I had the opportunity to speak at the Apache: Big Data Europe 2015 conference this year and had a wonderful time.

The talks were pretty good overall. Talks had more content and less hype and marketing than other conferences in the Big Data space that I’ve been to. Talks were generally by users or developers and generally aimed at other developers, which I liked a lot. I got to know a larger percentage of the people there and it felt more relaxed. I definitely prefer that Apache Big Data was smaller and lower-key than larger conferences such as Spark Summit or Strata.

Pivotal, Hortonworks, Cloudera, IBM, NASA’s JPL, and GridGain were heavily represented, with multiple talks from each company. I’m really impressed by Pivotal, in particular, in their efforts to embrace open source and release projects such as Apache Geode and Apache HAWQ. I’m looking forward to playing around with Greenplum when it’s open sourced. I had a great time talking with their developers about Geode and listening to their talks.
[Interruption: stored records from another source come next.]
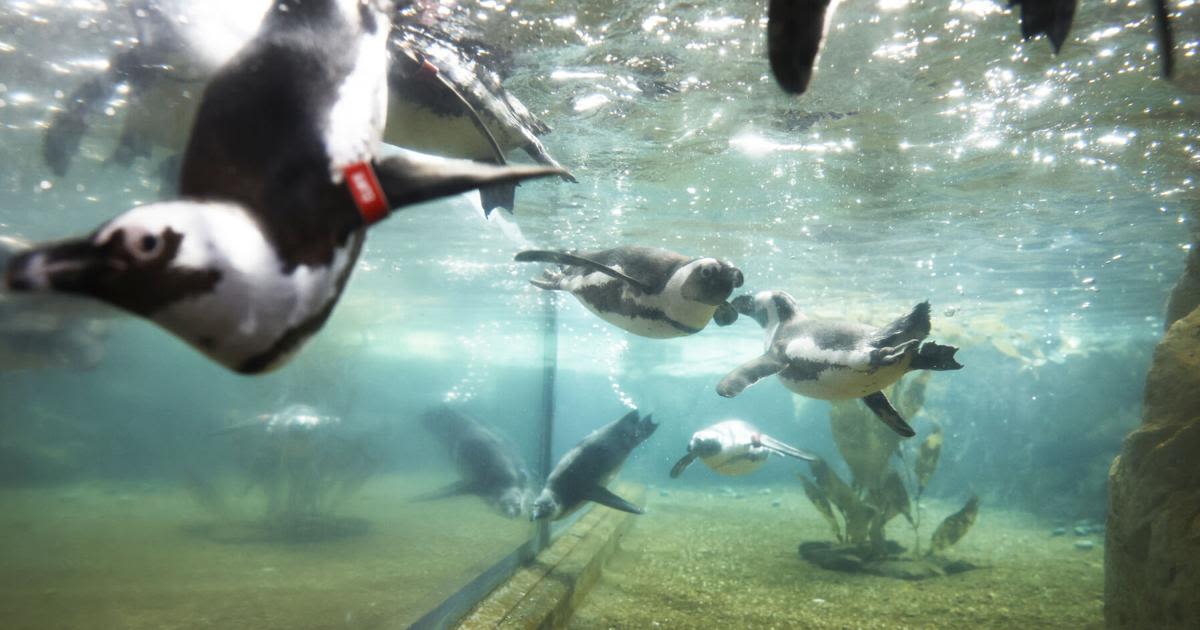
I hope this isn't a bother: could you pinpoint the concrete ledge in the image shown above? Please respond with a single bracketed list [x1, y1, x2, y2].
[458, 482, 646, 630]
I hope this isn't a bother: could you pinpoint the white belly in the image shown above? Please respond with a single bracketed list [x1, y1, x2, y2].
[701, 444, 768, 476]
[779, 359, 911, 401]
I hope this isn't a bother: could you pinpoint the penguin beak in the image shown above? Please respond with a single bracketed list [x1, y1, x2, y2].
[5, 239, 112, 293]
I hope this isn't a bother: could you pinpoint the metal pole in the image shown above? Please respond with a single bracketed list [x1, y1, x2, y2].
[534, 295, 558, 551]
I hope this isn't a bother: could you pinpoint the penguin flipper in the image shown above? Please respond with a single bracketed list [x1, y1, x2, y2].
[374, 154, 563, 215]
[871, 300, 931, 348]
[767, 0, 829, 94]
[869, 340, 920, 367]
[583, 486, 642, 514]
[863, 391, 917, 438]
[512, 250, 650, 293]
[713, 302, 738, 326]
[758, 436, 820, 462]
[716, 354, 786, 398]
[671, 452, 696, 479]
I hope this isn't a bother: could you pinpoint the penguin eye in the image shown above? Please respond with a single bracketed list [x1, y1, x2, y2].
[126, 232, 163, 260]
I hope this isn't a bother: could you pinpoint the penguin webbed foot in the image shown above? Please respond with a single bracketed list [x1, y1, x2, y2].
[863, 391, 917, 438]
[716, 354, 786, 398]
[584, 486, 643, 515]
[912, 341, 962, 372]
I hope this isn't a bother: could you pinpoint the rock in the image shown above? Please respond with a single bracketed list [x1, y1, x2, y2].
[1104, 311, 1200, 629]
[1163, 242, 1200, 329]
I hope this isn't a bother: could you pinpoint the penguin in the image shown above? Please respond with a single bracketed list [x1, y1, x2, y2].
[767, 0, 838, 95]
[515, 246, 745, 338]
[5, 0, 560, 374]
[42, 0, 575, 212]
[716, 290, 962, 438]
[529, 409, 659, 521]
[418, 408, 533, 518]
[671, 420, 817, 479]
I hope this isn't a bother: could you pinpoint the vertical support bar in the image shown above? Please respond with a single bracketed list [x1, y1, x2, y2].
[534, 292, 558, 551]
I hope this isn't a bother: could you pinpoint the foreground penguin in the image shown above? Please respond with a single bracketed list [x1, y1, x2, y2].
[420, 408, 533, 518]
[6, 0, 560, 374]
[530, 409, 659, 521]
[42, 0, 574, 211]
[716, 290, 962, 438]
[515, 246, 744, 338]
[671, 420, 817, 479]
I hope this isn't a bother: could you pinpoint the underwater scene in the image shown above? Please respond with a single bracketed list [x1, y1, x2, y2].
[0, 0, 1200, 629]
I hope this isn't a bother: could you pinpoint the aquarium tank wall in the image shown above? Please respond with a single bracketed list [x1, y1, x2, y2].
[0, 0, 1200, 629]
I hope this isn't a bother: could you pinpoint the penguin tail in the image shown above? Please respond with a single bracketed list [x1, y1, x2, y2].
[912, 341, 962, 372]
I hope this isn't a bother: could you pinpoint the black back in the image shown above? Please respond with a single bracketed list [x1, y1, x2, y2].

Apache Ignite and Apache Geode had noticeably different emphases on functionality and their roles in Big Data stacks. My impression was that Ignite is working to establish itself both as a complement to as well as a replacement for Hadoop, Spark, etc. The Ignite developers presented on features such as its in-memory file system, caching functionality for secondary file systems, and support for SQL queries. The broad approach that Ignite is taking turns me off a bit – it makes it hard for me to evaluate where Ignite truly excels for demanding production workloads versus where it is only able to provide basic capabilities that only look good on paper.
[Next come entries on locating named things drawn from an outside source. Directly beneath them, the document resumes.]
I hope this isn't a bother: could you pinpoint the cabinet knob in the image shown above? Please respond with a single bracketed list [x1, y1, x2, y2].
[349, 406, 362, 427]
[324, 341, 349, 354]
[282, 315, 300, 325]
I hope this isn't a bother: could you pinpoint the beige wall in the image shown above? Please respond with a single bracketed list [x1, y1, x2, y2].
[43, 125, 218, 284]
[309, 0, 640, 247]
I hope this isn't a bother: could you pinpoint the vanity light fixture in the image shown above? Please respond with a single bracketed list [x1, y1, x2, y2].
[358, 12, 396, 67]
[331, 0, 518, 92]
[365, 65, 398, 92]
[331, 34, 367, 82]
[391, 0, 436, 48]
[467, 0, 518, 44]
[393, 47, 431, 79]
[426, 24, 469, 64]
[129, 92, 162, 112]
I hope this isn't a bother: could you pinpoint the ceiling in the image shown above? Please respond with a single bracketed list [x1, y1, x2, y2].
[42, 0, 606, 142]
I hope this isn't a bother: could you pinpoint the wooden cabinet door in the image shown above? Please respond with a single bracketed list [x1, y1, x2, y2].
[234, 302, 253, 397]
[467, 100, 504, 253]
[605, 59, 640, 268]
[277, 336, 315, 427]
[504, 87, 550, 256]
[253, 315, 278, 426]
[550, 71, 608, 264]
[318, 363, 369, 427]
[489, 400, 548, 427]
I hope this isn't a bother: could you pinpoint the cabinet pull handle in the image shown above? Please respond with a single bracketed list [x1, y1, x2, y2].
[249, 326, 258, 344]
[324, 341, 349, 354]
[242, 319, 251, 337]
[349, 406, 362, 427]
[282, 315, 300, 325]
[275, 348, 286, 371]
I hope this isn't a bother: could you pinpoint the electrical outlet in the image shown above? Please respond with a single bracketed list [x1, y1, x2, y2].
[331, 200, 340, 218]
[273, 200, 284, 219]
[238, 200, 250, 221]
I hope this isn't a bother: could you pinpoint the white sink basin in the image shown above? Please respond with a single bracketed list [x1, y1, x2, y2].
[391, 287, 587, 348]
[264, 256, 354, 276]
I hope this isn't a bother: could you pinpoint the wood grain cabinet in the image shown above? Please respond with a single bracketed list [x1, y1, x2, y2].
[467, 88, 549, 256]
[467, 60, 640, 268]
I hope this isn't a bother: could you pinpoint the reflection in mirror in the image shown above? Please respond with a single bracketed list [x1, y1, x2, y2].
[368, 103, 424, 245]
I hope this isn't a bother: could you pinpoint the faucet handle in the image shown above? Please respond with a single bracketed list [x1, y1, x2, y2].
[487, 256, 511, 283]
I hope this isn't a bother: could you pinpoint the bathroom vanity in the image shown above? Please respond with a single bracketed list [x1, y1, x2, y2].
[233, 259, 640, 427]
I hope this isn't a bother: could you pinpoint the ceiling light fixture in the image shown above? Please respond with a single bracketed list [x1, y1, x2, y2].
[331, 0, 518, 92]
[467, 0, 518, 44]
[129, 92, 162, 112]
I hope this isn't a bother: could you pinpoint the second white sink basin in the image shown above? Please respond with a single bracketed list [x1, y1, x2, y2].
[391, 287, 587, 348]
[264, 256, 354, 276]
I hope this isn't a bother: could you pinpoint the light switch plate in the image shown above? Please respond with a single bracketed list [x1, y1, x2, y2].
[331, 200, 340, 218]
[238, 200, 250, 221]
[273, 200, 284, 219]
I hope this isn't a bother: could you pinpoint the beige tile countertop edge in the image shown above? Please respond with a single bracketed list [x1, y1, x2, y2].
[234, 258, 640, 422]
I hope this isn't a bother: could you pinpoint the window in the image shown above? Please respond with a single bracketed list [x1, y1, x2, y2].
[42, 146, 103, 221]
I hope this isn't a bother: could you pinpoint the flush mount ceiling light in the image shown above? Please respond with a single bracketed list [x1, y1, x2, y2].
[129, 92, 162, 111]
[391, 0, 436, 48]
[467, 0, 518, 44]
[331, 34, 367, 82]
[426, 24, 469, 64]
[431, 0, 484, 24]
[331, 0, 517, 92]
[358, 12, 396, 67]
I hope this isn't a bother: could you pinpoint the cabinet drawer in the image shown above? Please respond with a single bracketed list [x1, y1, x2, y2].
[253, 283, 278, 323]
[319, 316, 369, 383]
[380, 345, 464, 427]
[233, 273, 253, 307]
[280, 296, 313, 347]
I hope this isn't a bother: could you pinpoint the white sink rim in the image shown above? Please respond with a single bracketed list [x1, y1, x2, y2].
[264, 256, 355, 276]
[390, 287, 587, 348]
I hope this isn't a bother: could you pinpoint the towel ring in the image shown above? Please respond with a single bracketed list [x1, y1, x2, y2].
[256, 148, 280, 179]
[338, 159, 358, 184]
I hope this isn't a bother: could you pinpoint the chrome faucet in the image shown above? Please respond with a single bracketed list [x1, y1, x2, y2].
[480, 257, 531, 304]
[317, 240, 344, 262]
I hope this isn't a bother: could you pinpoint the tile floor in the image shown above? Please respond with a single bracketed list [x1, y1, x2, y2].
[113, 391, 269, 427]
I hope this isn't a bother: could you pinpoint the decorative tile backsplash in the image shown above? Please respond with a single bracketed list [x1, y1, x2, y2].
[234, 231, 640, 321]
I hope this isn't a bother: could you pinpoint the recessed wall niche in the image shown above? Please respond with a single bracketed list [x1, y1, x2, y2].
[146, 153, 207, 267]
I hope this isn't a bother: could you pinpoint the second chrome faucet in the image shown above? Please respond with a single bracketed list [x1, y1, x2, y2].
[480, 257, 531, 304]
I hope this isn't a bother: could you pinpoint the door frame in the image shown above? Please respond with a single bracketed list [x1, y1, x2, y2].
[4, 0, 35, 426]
Apache Geode described itself more narrowly, focusing on its role as an in-memory, transactional, distributed key-value store-type database. Developers and presenters generally emphasized the usage of Geode as part of a stack also including HDFS and some sort of data processing engine. The Geode talks were relatively down-to-earth and realistic, with rather sophisticated demos. The Geode approach resonated with me more.

Netflix and JPL gave great talks on scaling Apache Spark. Netflix presented on snags their teams ran into and their resulting patches back to the Spark project. JPL’s talk concerned scaling the throughput on Spark streaming using techniques such as operating on raw byte arrays and customized networking code. Although JPL’s final implementation would be unsteady in production due to much higher ingestion than output, their optimization tips and findings are useful.
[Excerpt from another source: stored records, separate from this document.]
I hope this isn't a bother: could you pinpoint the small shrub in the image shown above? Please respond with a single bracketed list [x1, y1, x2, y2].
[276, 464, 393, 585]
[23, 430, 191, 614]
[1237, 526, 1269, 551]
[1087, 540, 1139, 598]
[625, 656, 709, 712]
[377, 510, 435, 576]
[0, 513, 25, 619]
Due to the overlap between Apache Big Data and ApacheCon: Core, I also meet a few Apache community members outside of Big Data. I learned a few neat things about CouchBase from Benjamin Young, had the opportunity to reminisce about Sydney with Justin Mclean, and discussed the role of Spark in a neat neuroscience project with Christoph Wille. I also enjoyed meeting a couple fellow Red Hatters.

Synthetic Data Talk

My talk on synthetic data went very well. I covered three use cases for synthetic data. My first use case pertained to an internal system at Red Hat operates on sensitive data. Using synthetic data enabled us to do development and automated testing without exposing the real data to risk and to build smaller data sets for which calculations could be verified by hand. My second and third use cases covered BigPetStore Spark and k8petstore and their role in smoke testing infrastructure deployments. I ended the talk by reviewing the Bigtop Data Generators effort. You can download my slides here.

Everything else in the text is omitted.